Today, humanitarian intervention has become a dirty word for many of the same people who once believed in it. Only American neo-conservatives, understandably grateful for his championing of the Iraq war and his ability to argue for it coherently and eloquently (unlike President Bush, who was and is unable to do either), are sorry to see Blair go. But what may be lost is how many people did believe.

Blair still does. In a recent interview, he replied to the question of the core of his foreign policy with two words: “liberal interventionism.” The world may have moved on, chastened by the realization that interveners, even when intervening in the name of human rights, can be as barbaric as tin pot dictators. But Blair, it seems, is not to be moved. What was famously said of Thatcher – “the lady’s not for turning” – can be said of him as well.

In fairness to Blair, this is not mere stubbornness, as it seems to the case with Bush and his current and erstwhile minions, Donald Rumsfeld, Paul Wolfowitz, and, of course, Vice President Dick Cheney. For Blair, there is a moral unity between the interventions in Kosovo and Iraq, both of which he presents as examples of a post-Westphalian idea that powerful states are called upon to defend suffering communities globally, including by military means.

To the charge that this idea is actually old-fashioned liberal imperialism updated for the post-Cold War world, Blair has consistently replied that what he called for in Kosovo, Sierra Leone, and Iraq are wars of “values, not interests.” In his more petulant moments, he has asked why so many of those who saw no harm in NATO undermining Milosevic adamantly opposed the ouster of Saddam Hussein.

Actually, the answer is quite simple. Blair’s vision of wars of values rather than interests has increasingly come to seem like a moral flag of convenience – in a way similar to the use of human rights by the rich world’s governments to justify their continued domination of institutions like the World Bank and the IMF. The fact that NATO now considers its area of operations to legitimately extend all the way to the Hindu Kush has given pause even to many who once believed as fervently in humanitarian intervention as Blair still does.

Of course, Blair does not think of himself as a new imperialist. On the contrary, as he has frequently made clear, he considers his critics immoral for not supporting liberal interventions. But nor did nineteenth-century colonialists think of themselves as immoral. Indeed, perhaps the greatest of British imperial conquerors in Africa, Cecil Rhodes, once defined imperialism as “philanthropy plus 5%.” Take that, Dick Cheney and Halliburton.

Doubtless, we will learn more about Blair’s justifications for what he did, and further articulations of his interventionist creed, when he goes on the lecture circuit and, in due course, publishes his memoirs. The pathos of his situation, though, is that no one is listening anymore.

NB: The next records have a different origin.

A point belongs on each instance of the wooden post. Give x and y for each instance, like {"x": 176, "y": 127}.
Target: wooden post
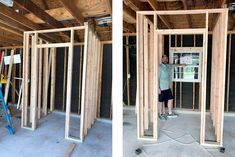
{"x": 53, "y": 80}
{"x": 40, "y": 81}
{"x": 228, "y": 75}
{"x": 24, "y": 120}
{"x": 156, "y": 82}
{"x": 13, "y": 88}
{"x": 84, "y": 82}
{"x": 80, "y": 80}
{"x": 146, "y": 73}
{"x": 2, "y": 60}
{"x": 175, "y": 93}
{"x": 194, "y": 44}
{"x": 45, "y": 78}
{"x": 181, "y": 45}
{"x": 128, "y": 70}
{"x": 65, "y": 74}
{"x": 69, "y": 85}
{"x": 34, "y": 82}
{"x": 100, "y": 78}
{"x": 203, "y": 82}
{"x": 9, "y": 76}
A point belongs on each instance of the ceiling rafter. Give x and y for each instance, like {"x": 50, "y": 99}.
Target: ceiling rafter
{"x": 220, "y": 4}
{"x": 40, "y": 13}
{"x": 73, "y": 11}
{"x": 128, "y": 27}
{"x": 134, "y": 5}
{"x": 18, "y": 21}
{"x": 155, "y": 7}
{"x": 37, "y": 11}
{"x": 129, "y": 11}
{"x": 188, "y": 16}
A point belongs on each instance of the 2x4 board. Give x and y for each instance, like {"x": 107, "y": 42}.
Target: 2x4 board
{"x": 149, "y": 52}
{"x": 39, "y": 71}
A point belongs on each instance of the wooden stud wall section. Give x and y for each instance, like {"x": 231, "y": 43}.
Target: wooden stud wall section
{"x": 34, "y": 63}
{"x": 218, "y": 62}
{"x": 146, "y": 78}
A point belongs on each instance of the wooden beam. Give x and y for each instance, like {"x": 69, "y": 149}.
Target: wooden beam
{"x": 40, "y": 81}
{"x": 135, "y": 5}
{"x": 128, "y": 70}
{"x": 21, "y": 23}
{"x": 69, "y": 150}
{"x": 53, "y": 79}
{"x": 129, "y": 11}
{"x": 155, "y": 7}
{"x": 33, "y": 8}
{"x": 188, "y": 16}
{"x": 9, "y": 76}
{"x": 128, "y": 27}
{"x": 69, "y": 5}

Blair is the last interventionist. Neither his successor, Gordon Brown, nor George W. Bush’s successor, whoever he or she turns out to be, will be able to mount another intervention similar to that in Kosovo, let alone Iraq.

Those pressing for military intervention in Darfur would probably say that this is a bad thing. But, as they rail against the failure of the West to take action, they should remember why such action is impossible. By putting liberal interventionism at the heart of his foreign policy, Tony Blair has made it radioactive – a political non-starter for at least a generation.